Journal Article/Book Review
duty to accomodate, bona fide occupational requirement, Meiorin, O'Malley
It has been almost a quarter of a century since the Supreme Court of Canada's decision in O'Malley incorporated the concept of the duty to accommodate into Canadian human rights law and almost a decade since that concept acquired a more prominent position in that Court's adoption of the unified test for bona fide occupational requirement (BFOR) in Meiorin. Yet, I think there remains some conceptual confusion about exactly where and how the concept fits in current Canadian human rights law.

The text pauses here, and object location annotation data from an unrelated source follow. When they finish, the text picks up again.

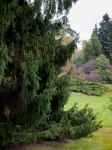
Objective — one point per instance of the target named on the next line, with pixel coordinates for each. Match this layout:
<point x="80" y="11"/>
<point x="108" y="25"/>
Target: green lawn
<point x="101" y="139"/>
<point x="98" y="103"/>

The duty to accommodate cannot be properly understood as a stand-alone concept. It should be seen as subsumed within the overarching concept of reasonable necessity as a critical part of the test for a BFOR. It is also inextricably bound up with the qualification of undue hardship. Moreover, a full appreciation of accommodation includes both individual and systemic dimensions. The duty to accommodate originated as an ad hoc notion, involving only after-the-fact tinkering. A full development of the concept of accommodation requires an appreciation of systemic aspects that have the potential for fundamental transformation of the world of work. To date, the systemic aspects of accommodation have been given only scant attention. In my assessment, as explored in this article, the lack of clarity on all of these points stems largely from the duty to accommodate concept not having fully escaped its roots.
Dianne Pothier, “How Did We Get Here? Setting the Standard for the Duty to Accommodate” (2009) 59 UNB LJ 95.